Kankerpatiënt Tom en broer Wim uit Ruiselede ontwikkelen samen nieuwe therapie tegen kanker: “We zijn erg complementair”
Wim Vanden Berghe en Tom Vanden Berghe zijn twee broers uit Ruiselede. Op zich niets bijzonders. Ware het niet dat ze allebei samen onderzoek voeren naar kanker aan de Universiteit van Antwerpen en onlangs zelfs een nieuw type kankertherapie ontdekten: “roest”-therapie. Hun onderzoek kreeg evenwel nog een extra dimensie. Vier jaar geleden werd Tom immers gediagnosticeerd met chronische bloedkanker.
De twee broers werken dan wel samen, toch voeren ze hun onderzoek elk vanuit een heel andere insteek. “Ik onderzoek vooral hoe geneeskrachtige plantenstoffen agressieve kankercellen kunnen bestrijden”, vertelt Wim. Zo ontdekte hij samen met zijn collega’s bijvoorbeeld het effect van Withaferine A, een stof die gevonden kan worden in Indische winterkers, op kankercellen die resistent zijn voor chemotherapie.
“Ik zoek dus naar nieuwe types chemische plantenmoleculen die een interessante werking kunnen hebben om het arsenaal aan kankergeneesmiddelen uit te breiden”, vat Wim het kort samen.
Complementair
Tom is dan weer specialist in het ontcijferen van hoe die stoffen een kankercel gaan doden. Hij onderzoekt hoe je precies een kankercel kunt gaan vernietigen of net hoe die kankercellen kunnen ontsnappen aan celdodende mechanismen, onder meer door het gebruik van nanotechnologie en “roest”-therapie. “Waar mijn werk stopt, gaat dat van Tom dus eigenlijk verder”, aldus Wim.

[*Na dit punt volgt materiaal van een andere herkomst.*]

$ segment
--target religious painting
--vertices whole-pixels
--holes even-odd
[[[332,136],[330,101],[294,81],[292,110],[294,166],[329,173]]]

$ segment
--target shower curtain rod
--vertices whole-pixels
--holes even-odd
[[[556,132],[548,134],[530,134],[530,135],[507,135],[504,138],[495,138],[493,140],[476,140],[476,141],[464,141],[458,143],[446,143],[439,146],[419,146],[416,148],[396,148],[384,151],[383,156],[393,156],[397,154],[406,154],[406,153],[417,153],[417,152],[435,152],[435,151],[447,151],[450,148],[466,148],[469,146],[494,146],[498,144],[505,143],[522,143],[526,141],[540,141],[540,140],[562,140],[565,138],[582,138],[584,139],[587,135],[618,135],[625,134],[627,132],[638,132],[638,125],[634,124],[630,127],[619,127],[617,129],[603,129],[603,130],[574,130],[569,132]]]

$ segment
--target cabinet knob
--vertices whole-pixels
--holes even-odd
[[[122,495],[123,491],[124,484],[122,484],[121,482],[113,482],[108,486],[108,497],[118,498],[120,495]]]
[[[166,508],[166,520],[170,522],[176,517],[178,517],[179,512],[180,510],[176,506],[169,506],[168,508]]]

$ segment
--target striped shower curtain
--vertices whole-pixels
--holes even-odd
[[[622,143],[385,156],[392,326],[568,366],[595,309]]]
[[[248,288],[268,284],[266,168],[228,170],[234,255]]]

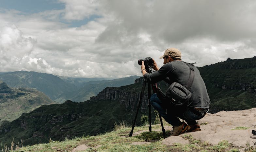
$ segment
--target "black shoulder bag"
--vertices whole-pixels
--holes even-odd
[[[185,63],[190,69],[189,77],[187,82],[183,86],[177,82],[174,82],[168,88],[165,94],[158,88],[156,95],[162,102],[169,102],[173,106],[182,106],[187,103],[191,97],[192,95],[189,90],[194,81],[195,71],[194,69],[188,65],[190,64]]]

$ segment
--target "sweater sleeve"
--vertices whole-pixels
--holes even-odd
[[[155,83],[168,77],[171,72],[172,66],[170,62],[165,64],[159,70],[152,74],[148,73],[144,75],[144,77],[149,83]]]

“Je kan dus wel zeggen dat we complementair zijn”, lacht Tom. Naar motivatie voor hun onderzoek hoeven de twee alvast niet ver te zoeken. In 2017 werd bij Tom immers chronische bloedkanker vastgesteld. “Dat kwam heel hard binnen”, vertelt hij. “De professor met wie Wim al jaren werkte en ik zelf ook al had vergaderd, stond nu aan mijn bed. Meestal gaan wij bij artsen kankerstalen ophalen om onderzoek op te doen, maar plots had ik het zelf.”
Iets terug doen
Al heeft Tom naar eigen zeggen één geluk: “Er is een behandeling voor, wat zeker niet voor alle bloedkankers het geval is. Ik neem dagelijks een pil, waaraan collega’s, mensen die ik ken, bijgedragen hebben. Daarom wil ik tegen dat ik op pensioen ga, iets teruggedaan hebben. Er zijn voorgangers die iets ontwikkeld hebben wat mij in leven houdt. Daarom wil ik ook iets bijdragen.”
Tom voert zelf evenwel geen onderzoek naar zijn vorm van kanker. “Ik zou dat kunnen en ik heb het ook even overwogen”, geeft hij toe. “Ik moet immers levenslang pillen slikken, maar de ziekte blijft als zwaard van Damocles boven mijn hoofd hangen en ik moet hopen dat de therapie blijft werken. Ik heb dus wel degelijk nagedacht om een onderzoek te starten naar de vorm van kanker die ik heb, op zoek naar andere geneesmogelijkheden of therapieën, maar uiteindelijk doe je dat beter niet.”
“Want enerzijds is het naïef om te denken dat je snel resultaat zal bekomen en anderzijds wordt het ook heel persoonlijk. Dan hang je van jezelf af en als het dan niet lukt, zou dat een enorme teleurstelling zijn. Ik lees nu zelfs niets meer over mijn vorm van kanker. Ik heb vertrouwen in de artsen en de onderzoekers.”
Geen enorme druk
In zijn broer dus. Want ook al werkt Wim niet helemaal op Toms type van bloedkanker, al doende kan hij wel zaken ontdekken die voor zijn broer kunnen werken. Al zorgt dat volgens Wim niet voor een enorme druk. “Het ‘voordeel’ is dat er nu al een therapie voor Tom is die goed werkt”, vertelt hij.
“Dat zorgt voor een zekere gemoedsrust. Al is er nog steeds een sterke drijfveer om tot resultaten te komen. Want hoewel zijn leven niet afhangt van het feit of een van mijn experimenten al dan niet slaagt, geldt wel dat hoe meer kanker “roest”-therapie opties er zijn, hoe meer behandelopties er zijn in de toekomst.”